Our work is highly influenced by well worked out concepts that gradually loose their meaning. We sit at a meeting and when somebody says ‘placed based system reform’ we all nod our heads as if we have a shared understanding of what that means. We don’t.

There is often, also, an assumption that the idea in question is new or of recent provenance. But most new ideas have long histories.

One part of the machine learning work that we will discuss in March involves what is called ‘topic analysis’. The machine sifts through boring reports, such as the field notes of a social worker, and finds pattern, and meaning.

Ngram is an analogous idea. The machine looks through text or speech and centres on words, syllables or letters, and for the way they associate in different contexts.

The publicly available google ngram https://books.google.com/ngrams sifts through more or less everything written that has been recorded electronically and counts the incidence of the word searched. Here are some examples.
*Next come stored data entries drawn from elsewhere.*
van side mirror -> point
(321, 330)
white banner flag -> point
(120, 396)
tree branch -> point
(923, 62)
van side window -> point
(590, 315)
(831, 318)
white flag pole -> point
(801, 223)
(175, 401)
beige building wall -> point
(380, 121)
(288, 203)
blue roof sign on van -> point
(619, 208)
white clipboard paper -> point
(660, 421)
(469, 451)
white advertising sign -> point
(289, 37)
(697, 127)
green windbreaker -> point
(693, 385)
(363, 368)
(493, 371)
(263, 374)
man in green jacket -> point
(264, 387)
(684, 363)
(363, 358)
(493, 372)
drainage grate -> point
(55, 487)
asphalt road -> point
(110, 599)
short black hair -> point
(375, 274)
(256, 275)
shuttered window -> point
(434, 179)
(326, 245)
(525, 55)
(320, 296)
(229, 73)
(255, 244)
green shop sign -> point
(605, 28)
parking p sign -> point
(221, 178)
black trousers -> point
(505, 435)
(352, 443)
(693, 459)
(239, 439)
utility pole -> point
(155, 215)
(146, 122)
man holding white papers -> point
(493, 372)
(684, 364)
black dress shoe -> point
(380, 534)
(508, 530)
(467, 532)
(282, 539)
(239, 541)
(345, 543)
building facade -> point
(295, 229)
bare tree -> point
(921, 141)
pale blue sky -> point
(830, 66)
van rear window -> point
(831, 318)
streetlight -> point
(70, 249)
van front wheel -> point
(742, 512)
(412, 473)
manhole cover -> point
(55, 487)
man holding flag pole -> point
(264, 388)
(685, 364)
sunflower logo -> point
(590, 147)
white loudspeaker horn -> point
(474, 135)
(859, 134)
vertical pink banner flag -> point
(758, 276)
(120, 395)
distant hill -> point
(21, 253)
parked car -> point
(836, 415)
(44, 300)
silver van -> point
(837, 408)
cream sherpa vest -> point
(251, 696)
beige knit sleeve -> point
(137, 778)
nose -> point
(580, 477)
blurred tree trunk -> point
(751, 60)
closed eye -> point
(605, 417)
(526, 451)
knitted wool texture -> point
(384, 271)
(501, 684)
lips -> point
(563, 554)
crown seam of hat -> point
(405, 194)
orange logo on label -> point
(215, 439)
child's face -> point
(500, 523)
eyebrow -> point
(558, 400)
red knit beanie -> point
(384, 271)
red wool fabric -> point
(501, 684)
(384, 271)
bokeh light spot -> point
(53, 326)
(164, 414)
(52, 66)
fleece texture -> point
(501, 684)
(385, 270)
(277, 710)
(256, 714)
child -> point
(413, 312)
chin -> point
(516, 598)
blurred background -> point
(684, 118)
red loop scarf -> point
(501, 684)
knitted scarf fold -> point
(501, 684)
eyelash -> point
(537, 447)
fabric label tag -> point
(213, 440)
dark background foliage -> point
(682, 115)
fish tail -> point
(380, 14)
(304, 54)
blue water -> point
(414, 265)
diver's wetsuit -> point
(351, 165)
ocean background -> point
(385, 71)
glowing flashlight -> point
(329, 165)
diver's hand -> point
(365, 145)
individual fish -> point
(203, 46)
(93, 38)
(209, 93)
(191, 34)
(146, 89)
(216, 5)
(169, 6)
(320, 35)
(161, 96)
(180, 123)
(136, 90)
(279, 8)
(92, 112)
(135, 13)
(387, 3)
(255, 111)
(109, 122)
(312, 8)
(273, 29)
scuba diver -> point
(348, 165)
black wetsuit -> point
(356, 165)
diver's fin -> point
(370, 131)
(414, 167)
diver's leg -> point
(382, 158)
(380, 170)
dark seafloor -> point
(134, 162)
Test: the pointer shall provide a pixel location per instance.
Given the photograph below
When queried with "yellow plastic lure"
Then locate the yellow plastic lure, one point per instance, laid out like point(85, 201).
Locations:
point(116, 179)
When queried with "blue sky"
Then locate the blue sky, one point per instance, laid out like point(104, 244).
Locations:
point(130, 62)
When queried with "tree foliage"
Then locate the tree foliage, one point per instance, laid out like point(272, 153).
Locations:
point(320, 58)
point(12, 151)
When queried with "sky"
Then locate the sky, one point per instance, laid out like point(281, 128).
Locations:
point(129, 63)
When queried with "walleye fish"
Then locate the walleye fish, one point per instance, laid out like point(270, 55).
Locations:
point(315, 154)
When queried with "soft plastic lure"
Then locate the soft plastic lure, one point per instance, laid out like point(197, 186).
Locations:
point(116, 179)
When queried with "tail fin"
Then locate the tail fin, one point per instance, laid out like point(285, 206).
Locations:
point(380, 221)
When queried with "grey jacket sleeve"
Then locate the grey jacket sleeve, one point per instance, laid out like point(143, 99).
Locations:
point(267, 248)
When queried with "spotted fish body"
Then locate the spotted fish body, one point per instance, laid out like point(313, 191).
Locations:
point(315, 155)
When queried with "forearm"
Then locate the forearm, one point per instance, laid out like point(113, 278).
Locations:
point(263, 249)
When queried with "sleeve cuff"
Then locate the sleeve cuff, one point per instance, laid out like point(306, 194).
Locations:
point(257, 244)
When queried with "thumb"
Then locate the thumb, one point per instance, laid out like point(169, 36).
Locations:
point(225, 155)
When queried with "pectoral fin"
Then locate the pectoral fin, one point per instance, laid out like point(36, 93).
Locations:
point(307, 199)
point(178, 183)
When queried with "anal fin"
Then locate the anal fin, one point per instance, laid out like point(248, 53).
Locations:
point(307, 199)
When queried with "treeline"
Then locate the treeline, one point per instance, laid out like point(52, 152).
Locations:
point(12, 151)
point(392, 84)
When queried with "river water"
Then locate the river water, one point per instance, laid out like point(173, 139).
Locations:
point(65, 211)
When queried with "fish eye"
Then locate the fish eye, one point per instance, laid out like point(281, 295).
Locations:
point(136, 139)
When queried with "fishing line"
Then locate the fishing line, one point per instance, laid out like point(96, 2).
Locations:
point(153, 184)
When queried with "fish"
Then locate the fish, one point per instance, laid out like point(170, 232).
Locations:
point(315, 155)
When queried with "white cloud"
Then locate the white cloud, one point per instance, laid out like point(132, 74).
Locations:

1. Placed based/System reform

Note that the scales on these graphs differ, indicating the frequency with which the words are used. The words ‘place based’ and ‘system reform’ have been in use for longer than we imagine, in common use for about a quarter of a century. I remember saying system reform in the early 90s, and placed based in the mid to late 90s, on both occasions parroting things I had heard while spending time with U.S foundations.

2. Era 2 terms

The terms in the next graph have become ubiquitous in the last 30 years. They remain, however, quite specialised. If we plotted them against words like ‘welfare state’ the lines would be bunched at the bottom, and ‘evidence based’ wouldn’t register at all.

3. Embedded language

Now we come to a series of words that have gone beyond being fashionable, but are not by any means passé. They continue to be regularly heavily referenced in public documents.

4. Settlements and Garden Cities

The last two terms are shown in homage to the venue for our February meeting, the Pembroke House Settlement, and for Henrietta Barnett’s interest in creating new contexts for people to live a good life. (She was heavily invested in the creation of Letchworth Garden City).